I want to set the record straight.
You do not need a system to install thin brick that is different than any other tile installation. Brick is a ceramic. When it is cut thin, the product you have is an unglazed ceramic tile. Period, end of story. The fear mongers have done a great job of perpetuating the myth that thin brick is something different. Because it has the word “brick” in the name, they put forth the idea that it must be heavy and need some added support compared to other ceramic tile. This is far from the truth. Most thin brick weighs under 5 lbs. per sq. ft. Compare this to a marble wall tile, which is more likely in the 6 lb. per square foot category. And yet, you will not find similar tabs or grid systems for use on marble tiles. You would think you would, based on the rhetoric of the system manufacturers, the system makes the install easier, it prevents slippage, etc., yet these systems do not exist.
The truth is, with modern modified thin set mortars your tiles, or thin brick tiles, will not slip. With the right mortar and notch trowel, once you set a tile, it is not going to move unless you decide to move it. So why would anyone go through the added step of installing a grid on a wall? The grid will not mechanically affix the tile to the wall, the mortar or adhesive does that. All you really need to do is snap chalk lines (we like every third row) so you can align your thin brick properly, spread the mortar with a notch trowel, and set your tiles. Then grout them once they are dry, with either sanded grout or mason’s mortar.

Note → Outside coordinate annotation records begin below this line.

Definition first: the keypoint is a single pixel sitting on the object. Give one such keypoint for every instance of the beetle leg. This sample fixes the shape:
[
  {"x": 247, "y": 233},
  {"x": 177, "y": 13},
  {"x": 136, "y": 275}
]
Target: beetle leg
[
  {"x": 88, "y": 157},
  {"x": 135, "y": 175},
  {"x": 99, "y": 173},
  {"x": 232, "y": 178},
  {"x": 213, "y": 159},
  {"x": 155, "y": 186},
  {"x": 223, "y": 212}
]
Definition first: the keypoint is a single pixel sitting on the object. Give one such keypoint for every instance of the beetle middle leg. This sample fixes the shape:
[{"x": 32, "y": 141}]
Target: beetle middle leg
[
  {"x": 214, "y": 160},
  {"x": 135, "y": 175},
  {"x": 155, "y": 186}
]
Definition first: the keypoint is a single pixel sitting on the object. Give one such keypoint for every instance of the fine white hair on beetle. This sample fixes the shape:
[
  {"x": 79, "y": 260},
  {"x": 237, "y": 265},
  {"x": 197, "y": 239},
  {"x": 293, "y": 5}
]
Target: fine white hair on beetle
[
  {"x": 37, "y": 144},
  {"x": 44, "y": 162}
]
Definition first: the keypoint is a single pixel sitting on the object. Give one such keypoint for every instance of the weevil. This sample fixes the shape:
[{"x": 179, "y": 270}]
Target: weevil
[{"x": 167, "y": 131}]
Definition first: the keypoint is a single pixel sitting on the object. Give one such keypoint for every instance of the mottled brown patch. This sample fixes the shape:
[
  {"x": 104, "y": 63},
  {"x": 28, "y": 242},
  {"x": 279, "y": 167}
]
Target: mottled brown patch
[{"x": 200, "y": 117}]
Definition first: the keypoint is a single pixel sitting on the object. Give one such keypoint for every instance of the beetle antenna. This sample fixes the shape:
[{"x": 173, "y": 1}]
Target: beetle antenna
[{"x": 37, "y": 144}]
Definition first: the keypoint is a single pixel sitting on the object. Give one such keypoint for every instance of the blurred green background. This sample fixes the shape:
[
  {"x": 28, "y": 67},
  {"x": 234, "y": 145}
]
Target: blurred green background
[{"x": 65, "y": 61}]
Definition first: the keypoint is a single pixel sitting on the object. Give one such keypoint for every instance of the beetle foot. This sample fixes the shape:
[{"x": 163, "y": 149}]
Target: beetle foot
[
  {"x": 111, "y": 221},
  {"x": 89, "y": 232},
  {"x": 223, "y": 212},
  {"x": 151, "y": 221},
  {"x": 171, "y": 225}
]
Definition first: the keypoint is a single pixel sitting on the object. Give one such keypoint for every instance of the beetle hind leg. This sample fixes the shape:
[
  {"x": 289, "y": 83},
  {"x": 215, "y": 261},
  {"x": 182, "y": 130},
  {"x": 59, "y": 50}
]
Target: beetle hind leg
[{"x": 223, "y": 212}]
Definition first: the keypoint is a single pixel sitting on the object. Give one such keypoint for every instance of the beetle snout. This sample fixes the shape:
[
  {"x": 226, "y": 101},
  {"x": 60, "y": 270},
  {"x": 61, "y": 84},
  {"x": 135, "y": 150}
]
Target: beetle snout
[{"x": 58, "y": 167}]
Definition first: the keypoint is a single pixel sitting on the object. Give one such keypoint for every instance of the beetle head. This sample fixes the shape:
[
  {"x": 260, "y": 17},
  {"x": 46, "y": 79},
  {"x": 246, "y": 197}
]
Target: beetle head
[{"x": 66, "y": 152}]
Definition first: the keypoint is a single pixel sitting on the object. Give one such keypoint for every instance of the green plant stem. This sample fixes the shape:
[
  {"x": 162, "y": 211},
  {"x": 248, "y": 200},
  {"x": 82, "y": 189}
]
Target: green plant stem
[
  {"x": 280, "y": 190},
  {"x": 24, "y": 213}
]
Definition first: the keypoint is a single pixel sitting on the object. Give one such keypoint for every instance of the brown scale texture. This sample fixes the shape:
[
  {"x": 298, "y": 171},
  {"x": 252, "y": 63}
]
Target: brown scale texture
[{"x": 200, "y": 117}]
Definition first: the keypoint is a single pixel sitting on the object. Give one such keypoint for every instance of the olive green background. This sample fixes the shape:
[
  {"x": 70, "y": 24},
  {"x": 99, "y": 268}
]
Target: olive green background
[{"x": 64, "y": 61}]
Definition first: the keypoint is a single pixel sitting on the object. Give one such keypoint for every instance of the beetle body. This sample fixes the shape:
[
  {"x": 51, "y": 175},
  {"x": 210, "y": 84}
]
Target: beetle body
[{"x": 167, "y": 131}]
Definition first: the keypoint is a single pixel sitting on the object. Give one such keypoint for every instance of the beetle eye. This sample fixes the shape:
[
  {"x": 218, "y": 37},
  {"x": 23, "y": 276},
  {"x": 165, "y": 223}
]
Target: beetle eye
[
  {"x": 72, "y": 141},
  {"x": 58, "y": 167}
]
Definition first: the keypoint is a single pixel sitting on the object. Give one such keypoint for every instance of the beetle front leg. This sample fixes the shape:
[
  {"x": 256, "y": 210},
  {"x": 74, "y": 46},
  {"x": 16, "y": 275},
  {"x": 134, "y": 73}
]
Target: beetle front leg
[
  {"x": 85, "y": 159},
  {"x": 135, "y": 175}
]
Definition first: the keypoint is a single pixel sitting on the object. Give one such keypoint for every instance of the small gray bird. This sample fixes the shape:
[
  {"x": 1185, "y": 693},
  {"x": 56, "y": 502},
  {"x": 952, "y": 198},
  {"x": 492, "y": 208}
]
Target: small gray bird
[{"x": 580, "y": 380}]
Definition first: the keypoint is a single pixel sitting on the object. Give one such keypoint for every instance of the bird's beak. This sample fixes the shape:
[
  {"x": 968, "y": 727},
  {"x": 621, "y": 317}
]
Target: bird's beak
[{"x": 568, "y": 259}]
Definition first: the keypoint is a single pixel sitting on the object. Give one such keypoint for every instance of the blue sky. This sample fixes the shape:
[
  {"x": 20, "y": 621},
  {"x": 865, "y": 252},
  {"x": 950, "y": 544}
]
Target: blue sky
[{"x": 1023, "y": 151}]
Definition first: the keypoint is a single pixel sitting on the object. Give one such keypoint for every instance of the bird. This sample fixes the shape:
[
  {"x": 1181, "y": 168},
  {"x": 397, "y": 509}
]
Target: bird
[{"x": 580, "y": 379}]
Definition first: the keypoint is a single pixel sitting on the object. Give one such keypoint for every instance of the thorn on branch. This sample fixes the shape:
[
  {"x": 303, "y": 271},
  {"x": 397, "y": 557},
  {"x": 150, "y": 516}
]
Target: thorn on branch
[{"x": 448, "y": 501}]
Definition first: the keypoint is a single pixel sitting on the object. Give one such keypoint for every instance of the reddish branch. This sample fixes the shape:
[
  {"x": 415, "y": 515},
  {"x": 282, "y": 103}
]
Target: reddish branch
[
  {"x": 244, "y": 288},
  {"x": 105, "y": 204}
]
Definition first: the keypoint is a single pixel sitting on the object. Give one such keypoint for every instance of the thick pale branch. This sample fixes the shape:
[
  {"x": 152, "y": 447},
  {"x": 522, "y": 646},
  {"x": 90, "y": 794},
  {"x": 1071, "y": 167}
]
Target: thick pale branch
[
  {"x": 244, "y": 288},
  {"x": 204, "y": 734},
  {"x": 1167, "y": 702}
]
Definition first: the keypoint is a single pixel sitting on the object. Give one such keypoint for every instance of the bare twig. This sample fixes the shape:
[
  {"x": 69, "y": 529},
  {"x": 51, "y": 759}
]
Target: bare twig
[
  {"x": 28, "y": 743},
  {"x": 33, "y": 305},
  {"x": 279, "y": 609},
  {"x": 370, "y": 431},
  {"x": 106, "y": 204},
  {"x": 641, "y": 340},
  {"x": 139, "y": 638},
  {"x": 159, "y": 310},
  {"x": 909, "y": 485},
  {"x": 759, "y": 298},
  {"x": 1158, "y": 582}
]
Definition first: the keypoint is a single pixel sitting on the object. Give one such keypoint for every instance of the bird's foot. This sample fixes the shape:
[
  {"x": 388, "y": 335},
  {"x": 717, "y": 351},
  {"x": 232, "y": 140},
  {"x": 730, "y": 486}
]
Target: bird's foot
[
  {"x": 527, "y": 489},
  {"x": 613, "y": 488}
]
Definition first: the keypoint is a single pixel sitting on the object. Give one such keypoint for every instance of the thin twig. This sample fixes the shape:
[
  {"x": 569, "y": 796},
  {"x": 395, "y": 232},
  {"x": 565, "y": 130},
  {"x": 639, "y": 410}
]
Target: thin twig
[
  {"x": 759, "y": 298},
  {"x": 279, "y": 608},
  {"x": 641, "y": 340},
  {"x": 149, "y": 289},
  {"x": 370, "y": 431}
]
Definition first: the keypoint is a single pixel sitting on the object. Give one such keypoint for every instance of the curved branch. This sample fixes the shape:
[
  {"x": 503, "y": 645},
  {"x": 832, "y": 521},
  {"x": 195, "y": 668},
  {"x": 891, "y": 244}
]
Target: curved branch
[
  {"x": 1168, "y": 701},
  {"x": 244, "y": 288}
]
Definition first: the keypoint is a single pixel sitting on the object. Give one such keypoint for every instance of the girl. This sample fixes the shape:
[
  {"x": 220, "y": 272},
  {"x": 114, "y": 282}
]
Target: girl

On top of this, thin brick systems have an additional drawback; they are made to a fixed height in each row. I am sure there are walls where the height of the brick works out perfectly with uncut rows at the top or bottom of the installation, but the chances of this being the case are very slim. With a fixed height system, you will almost always have an unnatural horizontal cut in either the top or bottom row of bricks. If you are installing thin brick as you would any other ceramic tile, you have the option to slightly fudge your grout lines wider or narrower, so avoid any awkward cuts at the top or bottom of the installation.
So, if you are looking to install a thin brick, skip over the systems. Use a good thin set mortar or mastic and treat the brick as what it is- an unglazed ceramic tile.